Title: Robust Statistical Methods for Noisy Complex Network Data
Presented by Wenrui Li, Assistant Professor; University of Connecticut
DATE: Thursday, May 7, 2026; Time: 1:00 – 2:00 pm, 1681 LGRT
Bio: Wenrui Li is Assistant Professor in the Department of Statistics at the University of Connecticut, and prior to this, a postdoctoral researcher in the Department of Biostatistics, Epidemiology and Informatics at University of Pennsylvania, mentored by Qi Long. Prof Li received a Ph.D. in Statistics from Boston University under the directions of Eric D. Kolaczyk, Daniel L. Sussman and Laura F. White, a MS degree in Statistics from University of Washington and a BS degree in Statistics from Shandong University. Prof Li's research interests include statistics for network data, causal inference under interference, high-dimensional data analysis (e.g., -omics data and neuroimaging data), and statistical methods for infectious disease transmission and surveillance.
Abstract:
In recent years there has been an explosion of network data from seemingly all corners of science. Such data present unique analytical challenges. In particular, it is widely recognized by practitioners that there is measurement error associated with most network data including, but not limited to, social networks and biological networks and pathways (e.g., gene regulatory pathways and metabolic networks). By "measurement error" we mean true edges being observed as non-edges, and vice versa. However, there has been little attention given, at the level of statistical theory and methods, to the problem of noisy networks.
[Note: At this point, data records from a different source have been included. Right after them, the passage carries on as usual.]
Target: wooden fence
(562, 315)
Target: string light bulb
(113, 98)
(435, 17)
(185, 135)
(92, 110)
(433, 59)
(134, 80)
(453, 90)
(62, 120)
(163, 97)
In this talk, I will introduce our recent efforts to account for network noise in two settings: Bayesian model for high-dimensional data with noisy network information and causal inference on noisy networks.
In the first project, we propose a graph-guided Bayesian modeling framework to account for network noise in regression models involving structured high-dimensional predictors. Our approach uses two sources of network information, namely, the noisy graph extracted from existing databases and the graph estimated for predictors in the data at hand, to inform the latent true graph. We demonstrate the advantages of our method over existing methods in simulations, and through analyses of -omics datasets for Alzheimer's disease.
In the second project, we quantify biases and variances of standard estimators of average causal effects in noisy networks and develop a general framework for estimation of true average causal effects. We employ method-of-moments techniques to derive estimators and establish their asymptotic unbiasedness, consistency, and normality. Simulations in the context of social contact networks in British secondary schools suggest that substantial inferential accuracy by our estimators is possible in networks of even modest size when nontrivial noise is present.